Search code examples
pythonziptarfile

how to extract members of tar.gz file within a zip file in Python


zip file contains tar.gz file. How do I retrieve the members of the tar.gz file without extract to disk first?

abc.zip
  |- def.txt
  |- ghi.zip 
  |- jkl.tar.gz


def scan_zip_file(zfile):
    l_files = []
    with zipfile.ZipFile(zfile, 'r') as zf:
        for zname in zf.namelist(): 
            if zname.endswith('.zip'):
                with zipfile.ZipFile(io.BytesIO(zf.read(zname))) as zf2:
                   l_files.extend(zf2.namelist())
            elif zname.endswith('.tar.gz'):
                pass
            else:
                l_files.append(zname)

Solution

  • You can use the tarfile module, in a very similar way you used the zipfile module.
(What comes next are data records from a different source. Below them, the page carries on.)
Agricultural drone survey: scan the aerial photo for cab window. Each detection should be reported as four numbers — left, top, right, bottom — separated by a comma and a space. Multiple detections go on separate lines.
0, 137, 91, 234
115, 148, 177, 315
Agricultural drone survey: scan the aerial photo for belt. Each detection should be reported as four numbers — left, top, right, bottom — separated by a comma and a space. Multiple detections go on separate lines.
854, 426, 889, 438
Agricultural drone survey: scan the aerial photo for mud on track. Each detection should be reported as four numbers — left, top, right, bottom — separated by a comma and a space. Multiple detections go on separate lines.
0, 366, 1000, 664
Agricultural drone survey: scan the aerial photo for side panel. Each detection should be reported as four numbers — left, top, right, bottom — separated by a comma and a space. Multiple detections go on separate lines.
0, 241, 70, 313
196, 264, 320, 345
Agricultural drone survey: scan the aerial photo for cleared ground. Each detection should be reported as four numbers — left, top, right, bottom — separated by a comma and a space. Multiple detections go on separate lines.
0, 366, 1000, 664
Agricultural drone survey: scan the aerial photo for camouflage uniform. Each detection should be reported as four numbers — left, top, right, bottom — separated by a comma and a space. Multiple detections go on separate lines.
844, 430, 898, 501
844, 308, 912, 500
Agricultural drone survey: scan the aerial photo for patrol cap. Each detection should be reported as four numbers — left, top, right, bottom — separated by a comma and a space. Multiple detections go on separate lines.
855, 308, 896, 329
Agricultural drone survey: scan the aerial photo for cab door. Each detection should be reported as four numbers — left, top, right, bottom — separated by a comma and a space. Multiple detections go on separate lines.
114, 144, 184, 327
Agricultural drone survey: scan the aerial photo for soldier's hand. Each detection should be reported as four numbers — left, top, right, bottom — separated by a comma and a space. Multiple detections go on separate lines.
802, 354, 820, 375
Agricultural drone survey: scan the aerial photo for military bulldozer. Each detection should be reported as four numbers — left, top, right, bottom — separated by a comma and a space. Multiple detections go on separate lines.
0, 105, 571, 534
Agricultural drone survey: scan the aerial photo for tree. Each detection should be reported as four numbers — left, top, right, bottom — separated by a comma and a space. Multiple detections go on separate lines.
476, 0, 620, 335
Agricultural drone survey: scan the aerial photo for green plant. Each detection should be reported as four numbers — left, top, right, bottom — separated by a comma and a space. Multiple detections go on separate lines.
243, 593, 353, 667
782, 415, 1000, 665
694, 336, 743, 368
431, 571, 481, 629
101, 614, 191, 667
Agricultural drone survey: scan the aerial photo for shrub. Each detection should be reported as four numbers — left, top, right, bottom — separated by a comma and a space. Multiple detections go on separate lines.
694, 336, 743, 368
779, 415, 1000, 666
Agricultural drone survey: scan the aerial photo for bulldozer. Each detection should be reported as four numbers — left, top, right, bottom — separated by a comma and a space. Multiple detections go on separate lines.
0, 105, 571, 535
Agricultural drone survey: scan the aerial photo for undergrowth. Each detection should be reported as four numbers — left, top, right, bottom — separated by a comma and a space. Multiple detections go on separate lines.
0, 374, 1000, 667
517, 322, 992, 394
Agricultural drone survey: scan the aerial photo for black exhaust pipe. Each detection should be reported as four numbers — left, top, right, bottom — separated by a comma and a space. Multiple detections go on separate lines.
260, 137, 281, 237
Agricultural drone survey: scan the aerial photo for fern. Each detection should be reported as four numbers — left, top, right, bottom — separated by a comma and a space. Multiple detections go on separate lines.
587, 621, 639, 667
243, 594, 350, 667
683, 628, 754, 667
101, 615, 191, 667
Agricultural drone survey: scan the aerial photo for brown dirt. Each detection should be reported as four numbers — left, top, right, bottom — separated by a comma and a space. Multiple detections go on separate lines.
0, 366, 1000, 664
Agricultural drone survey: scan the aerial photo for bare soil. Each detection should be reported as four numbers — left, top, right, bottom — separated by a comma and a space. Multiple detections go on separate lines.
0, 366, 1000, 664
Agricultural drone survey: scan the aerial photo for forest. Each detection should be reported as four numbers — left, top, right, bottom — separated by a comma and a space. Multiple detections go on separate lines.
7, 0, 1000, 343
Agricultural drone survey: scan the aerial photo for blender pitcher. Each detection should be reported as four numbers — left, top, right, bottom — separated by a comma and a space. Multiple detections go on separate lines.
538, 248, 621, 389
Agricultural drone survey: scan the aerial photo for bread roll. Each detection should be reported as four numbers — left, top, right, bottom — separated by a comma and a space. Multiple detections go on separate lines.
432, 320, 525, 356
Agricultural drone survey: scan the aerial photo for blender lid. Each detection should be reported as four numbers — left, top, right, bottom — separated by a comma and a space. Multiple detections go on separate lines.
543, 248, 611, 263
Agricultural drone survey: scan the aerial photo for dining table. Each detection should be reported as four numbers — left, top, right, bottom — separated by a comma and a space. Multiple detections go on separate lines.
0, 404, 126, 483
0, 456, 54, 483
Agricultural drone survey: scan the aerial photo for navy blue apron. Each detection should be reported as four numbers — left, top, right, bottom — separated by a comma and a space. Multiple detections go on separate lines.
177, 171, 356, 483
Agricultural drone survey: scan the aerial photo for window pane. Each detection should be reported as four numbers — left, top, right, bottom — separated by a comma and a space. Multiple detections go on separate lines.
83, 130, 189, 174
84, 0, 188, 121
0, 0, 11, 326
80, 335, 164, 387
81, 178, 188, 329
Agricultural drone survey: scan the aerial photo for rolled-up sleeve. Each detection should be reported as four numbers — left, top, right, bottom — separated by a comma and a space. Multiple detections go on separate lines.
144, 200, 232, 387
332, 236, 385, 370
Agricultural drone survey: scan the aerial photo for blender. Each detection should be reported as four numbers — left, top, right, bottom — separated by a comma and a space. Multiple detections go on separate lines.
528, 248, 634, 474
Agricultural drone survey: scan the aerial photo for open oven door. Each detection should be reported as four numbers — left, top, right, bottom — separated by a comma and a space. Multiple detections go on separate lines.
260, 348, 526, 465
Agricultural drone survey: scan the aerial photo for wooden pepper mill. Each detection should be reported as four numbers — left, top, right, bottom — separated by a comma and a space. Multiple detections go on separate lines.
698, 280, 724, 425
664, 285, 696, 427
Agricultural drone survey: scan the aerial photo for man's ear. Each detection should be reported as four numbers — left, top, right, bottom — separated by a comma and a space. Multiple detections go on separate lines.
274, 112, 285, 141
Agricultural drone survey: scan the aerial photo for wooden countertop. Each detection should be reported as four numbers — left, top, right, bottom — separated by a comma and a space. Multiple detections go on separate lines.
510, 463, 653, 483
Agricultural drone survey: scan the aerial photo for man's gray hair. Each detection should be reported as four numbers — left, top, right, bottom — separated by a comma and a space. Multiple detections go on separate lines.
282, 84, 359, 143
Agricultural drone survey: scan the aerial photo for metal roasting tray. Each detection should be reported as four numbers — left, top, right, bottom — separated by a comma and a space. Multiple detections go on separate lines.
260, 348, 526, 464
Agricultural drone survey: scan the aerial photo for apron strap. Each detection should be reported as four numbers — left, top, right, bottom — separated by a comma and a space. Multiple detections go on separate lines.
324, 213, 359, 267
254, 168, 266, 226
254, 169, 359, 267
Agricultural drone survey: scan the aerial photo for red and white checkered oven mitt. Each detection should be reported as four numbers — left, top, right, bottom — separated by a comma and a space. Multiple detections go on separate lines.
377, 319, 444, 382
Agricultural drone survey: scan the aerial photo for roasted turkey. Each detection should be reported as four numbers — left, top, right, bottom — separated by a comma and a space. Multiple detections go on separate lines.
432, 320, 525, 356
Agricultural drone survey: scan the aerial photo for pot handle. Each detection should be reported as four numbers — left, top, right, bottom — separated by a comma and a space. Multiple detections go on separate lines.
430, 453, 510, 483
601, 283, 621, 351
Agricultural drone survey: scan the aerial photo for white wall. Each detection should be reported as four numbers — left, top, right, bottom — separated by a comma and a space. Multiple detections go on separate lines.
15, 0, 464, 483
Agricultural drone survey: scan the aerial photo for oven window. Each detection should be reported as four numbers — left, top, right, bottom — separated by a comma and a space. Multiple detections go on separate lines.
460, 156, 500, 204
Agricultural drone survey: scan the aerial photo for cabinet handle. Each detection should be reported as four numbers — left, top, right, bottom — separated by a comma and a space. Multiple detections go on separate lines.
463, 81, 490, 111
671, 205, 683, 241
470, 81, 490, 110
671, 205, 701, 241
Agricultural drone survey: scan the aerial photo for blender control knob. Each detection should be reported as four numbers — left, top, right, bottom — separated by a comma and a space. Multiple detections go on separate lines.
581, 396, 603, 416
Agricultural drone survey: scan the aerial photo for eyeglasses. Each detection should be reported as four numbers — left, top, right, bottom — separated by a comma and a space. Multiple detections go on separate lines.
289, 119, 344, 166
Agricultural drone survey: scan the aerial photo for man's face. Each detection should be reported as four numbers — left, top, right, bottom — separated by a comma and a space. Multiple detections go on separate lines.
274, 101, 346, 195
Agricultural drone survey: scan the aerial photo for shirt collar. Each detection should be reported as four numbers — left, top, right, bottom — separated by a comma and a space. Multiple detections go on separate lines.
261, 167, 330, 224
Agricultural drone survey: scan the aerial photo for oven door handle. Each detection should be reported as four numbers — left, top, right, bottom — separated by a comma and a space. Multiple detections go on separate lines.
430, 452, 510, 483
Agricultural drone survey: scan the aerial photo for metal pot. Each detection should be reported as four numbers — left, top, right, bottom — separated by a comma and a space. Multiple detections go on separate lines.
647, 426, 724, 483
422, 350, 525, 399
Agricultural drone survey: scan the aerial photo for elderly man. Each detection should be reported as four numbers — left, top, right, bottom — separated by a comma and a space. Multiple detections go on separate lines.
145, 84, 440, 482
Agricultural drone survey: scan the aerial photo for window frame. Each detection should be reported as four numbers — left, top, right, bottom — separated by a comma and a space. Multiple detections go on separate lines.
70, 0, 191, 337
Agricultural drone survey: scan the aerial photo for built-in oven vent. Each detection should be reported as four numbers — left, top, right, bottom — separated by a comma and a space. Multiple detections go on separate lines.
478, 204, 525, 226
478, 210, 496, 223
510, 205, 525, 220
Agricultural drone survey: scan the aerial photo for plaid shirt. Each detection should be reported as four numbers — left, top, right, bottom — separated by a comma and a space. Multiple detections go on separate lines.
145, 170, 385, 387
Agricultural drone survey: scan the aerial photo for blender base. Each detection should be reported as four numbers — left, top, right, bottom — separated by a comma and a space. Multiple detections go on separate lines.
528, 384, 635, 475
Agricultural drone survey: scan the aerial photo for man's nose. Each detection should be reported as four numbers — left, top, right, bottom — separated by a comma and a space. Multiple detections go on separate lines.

To complete your code and get the names of files in the tar.gz file:

    def scan_zip_file(zfile):
        l_files = []
        with zipfile.ZipFile(zfile, 'r') as zf:
            for zname in zf.namelist(): 
                if zname.endswith('.zip'):
                    with zipfile.ZipFile(io.BytesIO(zf.read(zname))) as zf2:
                       l_files.extend(zf2.namelist())
                elif zname.endswith('.tar.gz'):
                    with tarfile.open(fileobj=io.BytesIO(zf.read(zname))) as tf:
                       l_files.extend(tf.getnames())
                else:
                    l_files.append(zname)
    

    The fileobj argument for tarfile.open tells it to use a 'File-like object' which io.BytesIO returns.